A. Modern auto assembly plant items, such as sophisticated robots, and much more stringent quality controls at plants make it pretty much a sure bet that a brand new car (or any type vehicle) from an established automaker will be just fine when it initially goes on sale. Besides, hundreds of thousands of Fiestas have been sold in Europe and Asia and are similar in design to the upcoming American version as part of Ford’s new “global” marketing plan.

Q. I hear Volvo is introducing a radically sporty new sedan this fall that’s not like a typical Volvo. What do you know about it? – C.J., Evanston, Ill.

A. The rakish new Volvo is called the S60 and is a turbocharged 300-horsepower sports sedan aimed at driving enthusiasts. However, the S60 reportedly will have more passive and active safety systems than any Volvo ever built.The S60 reportedly will be priced at approximately $38,500, or a few thousand dollars less than comparably equipped rivals. I haven’t driven the car, but will do so at an upcoming media preview of it.

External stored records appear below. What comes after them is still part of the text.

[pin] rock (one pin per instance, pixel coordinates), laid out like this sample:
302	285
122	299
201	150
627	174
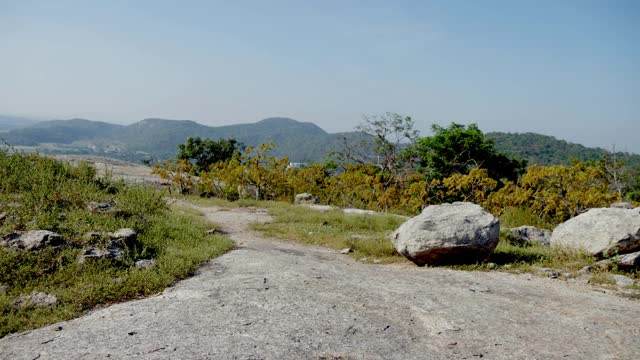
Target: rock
32	240
96	254
629	261
602	265
602	232
110	245
36	299
306	198
622	205
248	192
531	234
145	264
622	281
100	207
121	238
448	233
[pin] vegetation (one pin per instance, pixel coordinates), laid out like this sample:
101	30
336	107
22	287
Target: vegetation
44	194
547	150
204	153
455	164
299	141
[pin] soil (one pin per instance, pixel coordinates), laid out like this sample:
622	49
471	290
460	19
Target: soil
269	299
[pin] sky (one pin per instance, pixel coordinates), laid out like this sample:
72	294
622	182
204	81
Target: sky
569	69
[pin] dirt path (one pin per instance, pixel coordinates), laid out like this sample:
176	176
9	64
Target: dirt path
275	300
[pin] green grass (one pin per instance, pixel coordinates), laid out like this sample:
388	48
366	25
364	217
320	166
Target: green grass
514	217
41	193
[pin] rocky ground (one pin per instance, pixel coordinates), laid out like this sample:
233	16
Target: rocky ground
275	300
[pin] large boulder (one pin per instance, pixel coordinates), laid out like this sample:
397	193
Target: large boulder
531	234
602	232
306	198
448	234
32	240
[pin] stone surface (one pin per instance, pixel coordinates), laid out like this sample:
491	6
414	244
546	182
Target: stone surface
448	233
145	264
36	299
622	205
306	198
622	281
101	207
92	253
122	237
32	240
629	261
280	300
531	234
602	232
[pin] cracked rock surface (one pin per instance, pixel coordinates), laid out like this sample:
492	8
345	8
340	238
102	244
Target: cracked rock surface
276	300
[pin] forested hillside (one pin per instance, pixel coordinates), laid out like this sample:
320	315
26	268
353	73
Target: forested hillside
547	150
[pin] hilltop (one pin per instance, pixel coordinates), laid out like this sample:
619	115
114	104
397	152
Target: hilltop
157	139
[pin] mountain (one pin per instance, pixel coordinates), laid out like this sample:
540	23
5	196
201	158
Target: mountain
547	150
61	132
14	122
299	141
158	138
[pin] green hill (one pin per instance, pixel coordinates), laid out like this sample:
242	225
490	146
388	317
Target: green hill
158	138
299	141
547	150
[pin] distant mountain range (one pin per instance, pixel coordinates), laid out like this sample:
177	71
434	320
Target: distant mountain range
14	122
157	139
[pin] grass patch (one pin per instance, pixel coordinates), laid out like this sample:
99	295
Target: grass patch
515	217
45	194
366	235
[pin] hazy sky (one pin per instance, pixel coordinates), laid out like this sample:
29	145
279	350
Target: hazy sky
565	68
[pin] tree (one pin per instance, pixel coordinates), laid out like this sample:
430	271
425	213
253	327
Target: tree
203	153
458	149
386	138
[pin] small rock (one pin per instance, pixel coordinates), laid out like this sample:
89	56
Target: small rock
531	234
95	254
101	207
126	236
36	299
602	265
306	198
145	264
629	261
32	240
622	205
622	281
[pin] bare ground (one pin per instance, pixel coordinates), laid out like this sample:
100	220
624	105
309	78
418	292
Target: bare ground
275	300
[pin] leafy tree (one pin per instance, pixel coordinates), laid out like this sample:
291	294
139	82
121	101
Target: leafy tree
204	152
386	138
555	193
458	149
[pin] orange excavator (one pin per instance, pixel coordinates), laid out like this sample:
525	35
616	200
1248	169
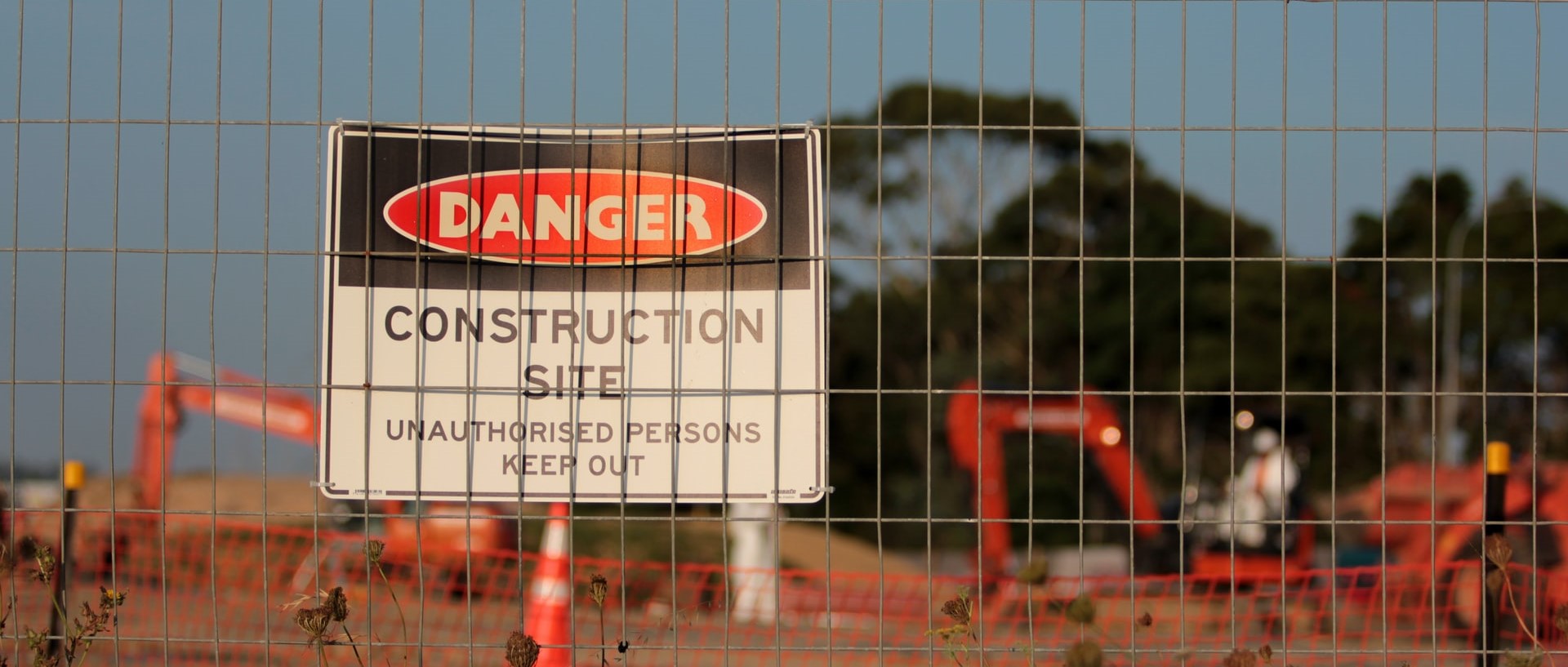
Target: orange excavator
180	384
1424	513
978	425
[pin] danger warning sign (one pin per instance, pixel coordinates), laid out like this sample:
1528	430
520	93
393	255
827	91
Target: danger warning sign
591	315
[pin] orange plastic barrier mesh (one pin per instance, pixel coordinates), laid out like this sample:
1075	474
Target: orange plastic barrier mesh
206	590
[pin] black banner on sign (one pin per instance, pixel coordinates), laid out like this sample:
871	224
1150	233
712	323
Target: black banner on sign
571	211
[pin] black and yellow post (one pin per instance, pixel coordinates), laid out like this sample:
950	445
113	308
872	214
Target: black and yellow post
1496	508
71	476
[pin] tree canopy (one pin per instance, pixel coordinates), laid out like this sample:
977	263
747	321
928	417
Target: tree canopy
1095	271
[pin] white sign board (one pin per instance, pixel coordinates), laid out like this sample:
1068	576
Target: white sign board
593	315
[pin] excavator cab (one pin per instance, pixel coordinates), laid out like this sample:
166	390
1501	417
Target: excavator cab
1259	520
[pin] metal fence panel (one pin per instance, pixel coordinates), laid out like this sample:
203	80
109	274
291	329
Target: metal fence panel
1159	332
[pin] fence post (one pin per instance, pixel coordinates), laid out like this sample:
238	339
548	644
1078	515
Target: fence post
71	476
1496	503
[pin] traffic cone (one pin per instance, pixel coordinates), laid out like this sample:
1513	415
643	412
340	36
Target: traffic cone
549	597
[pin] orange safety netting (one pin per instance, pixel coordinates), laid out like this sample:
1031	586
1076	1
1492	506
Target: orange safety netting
207	590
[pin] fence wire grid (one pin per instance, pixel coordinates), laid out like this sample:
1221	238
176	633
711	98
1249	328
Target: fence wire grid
1156	332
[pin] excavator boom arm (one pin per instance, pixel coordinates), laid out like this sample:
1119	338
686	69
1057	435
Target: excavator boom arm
978	425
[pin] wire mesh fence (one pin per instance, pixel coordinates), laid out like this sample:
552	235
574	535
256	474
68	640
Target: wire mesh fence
1136	332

Q. Do you think pure electric cars have much of a future? – N.P., Phoenix

A. As for electrics, much depends on the price of gas and realistic driving range of such a vehicle, especially in cold weather—not  to mention federal tax incentives for buying one because they won’t be cheap.

Q. How much damage can flood waters do to a car? And how would I check one out? – E.C., Chicago

A. Flood waters soak the electronics and mechanics of a car, besides its interior, leaving dirt deposits, rust, mildew…and more. Flood-damaged cars often are repaired cosmetically and moved to adjacent states or other areas where they’re sold to unsuspecting consumers, says the Carstar Collision Centers repair chain, which has seen many water-damaged vehicles. Look for discolored, faded or stained interior materials. Smell for musty odors. Check the trunk, glove compartment, dashboard and below seats for signs of water damage, such as silt, mud or rust. Turn the ignition key and make sure accessory and warning lights and gauges work properly. Look for rust in wheel wells, under the hood and under the rear of the vehicle. Make sure everything works, from the air conditioner to the windshield wipers, turn signals and heater.

Q. Is the gasoline engine at the end of its rope? – G.A., Dallas

A. Far from it. The gas engine still has much potential, considering such things as direct fuel injection, turbocharging and such features as cylinder cut-off when cruising. But look for an increasing number of four-cylinder gas engines to replace six- and eight-cylinder engines largely because of upcoming stricter federal fuel economy standards.

Q.  I know about the original two-seat Thunderbirds, which were 1955-57 models. But what about the modern 2002-05 two-seat version? Is it also a collector’s item? I’d rather get a modern version than one more than 50 years old. – E.H., Skokie, Ill.

A. The 2002-05 “T-Bird” two-seater wasn’t the success Ford hoped it would be. It was nicely styled and fast enough, but faults included a substandard interior. It’s not a collectible now, but may become one. The 2005 “50th Anniversary” version is the one destined to have maximum resale value. The regular 2002-05 Thunderbird is valued at $19,900 to $24,825, with the anniversary version, which isn’t much different from the regular model, at $27,275.